Because you’ve got to have a big exhaust hole in an OCM, it’s presumably harder to keep it swirling in the proper pattern and at the proper pressure to protect the vessel than with a closed inner vessel.
After learning this, I next wondered how difficult it is to make a gas core reaction of any kind. The answer is pretty daunting – though it’s been studied for more than 50 years, nobody has built even a small, lower-power gas core test reactor.
Now, pretty smart technologists as far back as the 1960s seemed to think that not only could GCNRs be built, but be very low mass, high power, and flown in spacecraft. At first glance, this seems like unreasonable optimism, but a factor supporting such optimism is that much of the difficulty of juggling a core of 20000 C fissioning gas with swirling cold H2 and magnetic fields is lessened if the vessel is not experiencing much acceleration, as an Earthbound research reactor (which is, of course, under a constant 1 g of acceleration) would be. The rocket motors they had in mind produces very small accelerations, on the order of 0.01 g, and would be fired only in space, where their radioactive exhausts wouldn’t be a problem. In other words, it’s easier to operate a GCNRM in space than on Earth.

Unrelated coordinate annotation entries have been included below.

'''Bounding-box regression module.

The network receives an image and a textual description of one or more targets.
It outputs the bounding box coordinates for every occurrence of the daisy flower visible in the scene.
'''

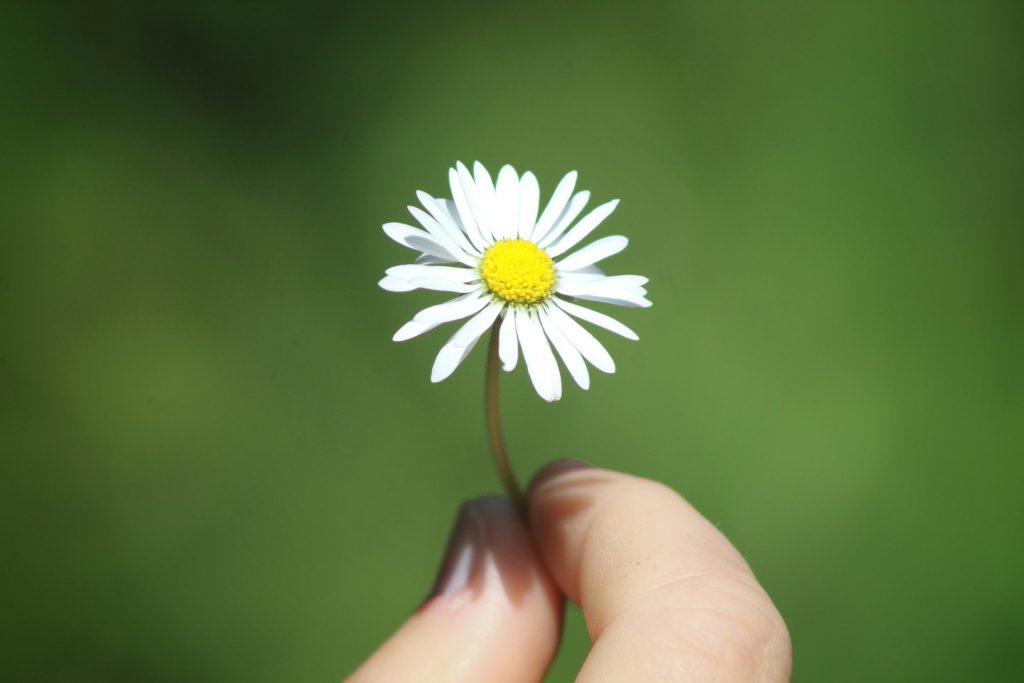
[380,162,651,401]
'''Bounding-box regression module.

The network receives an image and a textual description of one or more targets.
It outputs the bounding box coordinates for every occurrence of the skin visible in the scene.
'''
[347,461,792,683]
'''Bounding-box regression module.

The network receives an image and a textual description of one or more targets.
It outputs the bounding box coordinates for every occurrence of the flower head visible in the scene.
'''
[380,162,651,401]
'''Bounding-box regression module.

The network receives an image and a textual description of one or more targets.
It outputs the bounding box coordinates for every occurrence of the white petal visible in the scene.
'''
[537,189,590,248]
[529,171,577,242]
[494,164,519,240]
[558,234,630,270]
[382,223,458,261]
[413,297,488,323]
[409,278,480,294]
[498,308,519,373]
[471,162,501,240]
[541,308,590,389]
[385,264,480,283]
[430,321,479,383]
[551,297,640,341]
[416,190,479,256]
[557,275,647,297]
[515,309,562,403]
[577,291,653,308]
[449,162,488,252]
[517,171,541,240]
[548,306,615,373]
[377,275,416,292]
[547,200,618,258]
[407,206,477,266]
[391,321,440,341]
[455,301,505,346]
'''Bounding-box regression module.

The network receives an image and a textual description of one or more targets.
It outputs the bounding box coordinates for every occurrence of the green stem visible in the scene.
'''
[483,317,526,518]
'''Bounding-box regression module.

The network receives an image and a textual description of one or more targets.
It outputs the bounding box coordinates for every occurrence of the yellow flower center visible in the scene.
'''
[480,240,555,303]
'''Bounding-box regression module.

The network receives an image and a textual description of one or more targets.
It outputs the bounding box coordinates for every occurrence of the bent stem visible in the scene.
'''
[483,317,526,519]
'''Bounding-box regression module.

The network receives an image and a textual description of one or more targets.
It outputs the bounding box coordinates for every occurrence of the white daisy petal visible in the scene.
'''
[558,234,630,270]
[416,190,479,256]
[381,223,456,261]
[391,321,440,341]
[540,307,590,389]
[377,275,416,292]
[449,162,489,252]
[430,321,480,384]
[547,200,618,258]
[529,171,577,242]
[413,296,487,323]
[498,308,519,373]
[406,232,459,263]
[406,206,476,266]
[468,162,501,240]
[558,275,647,296]
[517,171,541,240]
[551,297,640,341]
[494,164,519,240]
[384,264,480,283]
[379,162,651,389]
[577,290,653,308]
[515,309,562,403]
[409,278,480,294]
[548,306,615,373]
[537,189,590,247]
[455,301,505,346]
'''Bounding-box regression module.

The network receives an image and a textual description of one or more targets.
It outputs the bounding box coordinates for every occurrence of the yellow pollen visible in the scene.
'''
[480,240,555,303]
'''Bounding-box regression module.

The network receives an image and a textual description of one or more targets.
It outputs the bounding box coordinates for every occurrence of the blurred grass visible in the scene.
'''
[0,0,1024,683]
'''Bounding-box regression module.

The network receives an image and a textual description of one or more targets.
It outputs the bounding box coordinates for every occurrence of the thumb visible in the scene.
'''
[348,497,562,683]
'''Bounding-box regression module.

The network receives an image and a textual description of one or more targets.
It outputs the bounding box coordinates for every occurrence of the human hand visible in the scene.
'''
[348,461,792,683]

All this leads me to what I think are a couple of big problems with the whole Liberty ship idea:
Because it will be subject to varying accelerations of 0 to 3 or more gs, stabilizing the fissioning gas in the reactor will be very hard. Because the glass inner vessel wall is thin (if you make it thick, it will be increasingly opaque to UV, defeating the main reason for it being glass), even a brief failure that allows the 20000 C gas to touch the 1650 C melting-point vessel will burn through it.
A very fast reacting feedback system might be able to meet this challenge, but it’s a scary, intrinsically unstable juggling act.
A nuclear lightbulb reactor emits a lot of gamma photons. One the same mass and size of a
NERVA 2 (which has actually been built and test run), will emit a gamma photon flux proportional to its power, about 10 times the NERVA 2. The 12000 kg NERVA 2, including a 240 kg shield, gave a total radiation dose of about 130 grays to its payload, 26 times the human fatal dose. Because they have minimal shielding, nuclear rocket motors also release an extraordinary number of neutrons, many in the low-velocity range prone to absorption by atomic nuclei, so they transmute their external materials into radioactive isotopes.
Extra shielding for sensitive or living payloads, and operating the rockets only in remote locations, such as ocean launch sites, as Anthony Tate’s
“Opening the Next Frontier” proposes, could address these issues, but describing these or other nuclear rocket motors as “clean” is, while in a ecological sense true, common sensically deceptive. In other words, I wouldn’t want one in my back yard. More seriously, I fear their high neutron fluxes limit the reusability of the proposed motors and entire vehicles – though, given their potential for tremendously economical payload launching, this is, IMHO, more of an aesthetic flaw than a practical one. A rocket that can orbit a million kg could be single use only, and still be a tremendous advance in spaceflight.
While I think “Opening the Next Frontier” is technically underweight, and understates the challenges of nuclear fission rocket motors, I strongly agree that it’s a shame there’s been so little study and actual prototyping of NFRMs since the early 1970s. While there’s not been a complete absence of research (eg: the
Pratt & Whitney TRITON solid core nuclear rocket motor), I agree Tate’s feeling that, had the level of engineering R&D effort of the 1950s-70s been sustained, nuclear rockets might currently exist, and have dramatically improved spaceflight technology.